4. Men pee sitting down
Apparently, men in Germany pee sitting down. This means that German women never have those arguments about the toilet seat being left up or about mess on the toilet seat. German men are taught as boys that it’s the best way to pee so as to keep the mess to a minimum. I have to say, I love the cleanliness factor!
So yeah, some of these oddities are really not such a big deal and let’s face it; all cultures have their strangeness. But ultimately it is part of the fun of travelling to a new place to discover all of its eccentricities and quaint mannerisms. I’ve also discovered some really great German tendencies. Like the fact that surprisingly, given what huge beer drinkers they are, Germans are fanatical about making really good cocktails. All over Berlin are the most exquisitely stocked artisan bars. The bartenders take their “art” very seriously and put a huge amount of love and effort into every drink. I guess when it comes to Germans, if you’re going to do something you must do it WELL.
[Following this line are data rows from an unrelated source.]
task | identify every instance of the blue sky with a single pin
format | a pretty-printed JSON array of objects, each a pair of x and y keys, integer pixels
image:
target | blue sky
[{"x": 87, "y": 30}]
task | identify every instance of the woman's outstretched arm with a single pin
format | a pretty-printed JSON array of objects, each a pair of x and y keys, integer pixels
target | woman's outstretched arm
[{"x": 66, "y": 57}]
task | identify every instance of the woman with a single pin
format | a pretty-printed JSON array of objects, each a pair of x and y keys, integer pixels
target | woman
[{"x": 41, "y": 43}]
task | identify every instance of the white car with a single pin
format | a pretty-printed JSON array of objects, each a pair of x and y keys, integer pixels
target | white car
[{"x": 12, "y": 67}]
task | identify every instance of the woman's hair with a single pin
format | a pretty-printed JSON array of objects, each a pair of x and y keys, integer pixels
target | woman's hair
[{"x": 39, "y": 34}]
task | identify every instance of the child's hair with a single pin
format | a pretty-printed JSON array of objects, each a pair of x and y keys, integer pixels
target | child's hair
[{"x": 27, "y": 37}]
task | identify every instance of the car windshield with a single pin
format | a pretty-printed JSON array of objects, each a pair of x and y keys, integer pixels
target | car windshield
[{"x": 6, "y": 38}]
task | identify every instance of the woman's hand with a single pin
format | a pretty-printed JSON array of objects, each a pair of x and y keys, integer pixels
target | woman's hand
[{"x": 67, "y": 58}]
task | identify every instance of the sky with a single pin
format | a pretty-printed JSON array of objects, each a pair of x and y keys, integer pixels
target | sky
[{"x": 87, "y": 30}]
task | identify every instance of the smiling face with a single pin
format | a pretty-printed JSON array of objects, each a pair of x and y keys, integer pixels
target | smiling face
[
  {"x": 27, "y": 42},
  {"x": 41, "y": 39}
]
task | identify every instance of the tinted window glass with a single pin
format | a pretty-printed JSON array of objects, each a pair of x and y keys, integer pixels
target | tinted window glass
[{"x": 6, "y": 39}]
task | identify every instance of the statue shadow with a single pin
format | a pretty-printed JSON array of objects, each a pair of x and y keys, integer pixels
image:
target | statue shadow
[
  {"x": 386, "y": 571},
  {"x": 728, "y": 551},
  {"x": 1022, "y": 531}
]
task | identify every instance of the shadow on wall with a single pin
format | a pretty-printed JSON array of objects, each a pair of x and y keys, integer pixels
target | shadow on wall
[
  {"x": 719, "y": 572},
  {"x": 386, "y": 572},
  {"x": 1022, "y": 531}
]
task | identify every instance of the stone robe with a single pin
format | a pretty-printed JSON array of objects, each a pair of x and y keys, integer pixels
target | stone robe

Whether you find that which is new and different to be odd or whether you see the magic and intrigue, it is important to remember that an outsider’s perspective is always going to be just that…a perspective. It should make no difference to any German that I find their habits strange. And in just the same way, you should never feel you have to explain yourself to anyone! We should all be celebrating our differences and embracing the true beauty of this diverse world we live in. Whether you pee sitting down or up, whether you prefer beer or cocktails, even if you wear socks and sandals – you should feel 100% proud of who you are, your heritage, your customs, your way. Enjoy your oddness! Celebrate your weirdness! Let your strange hang out!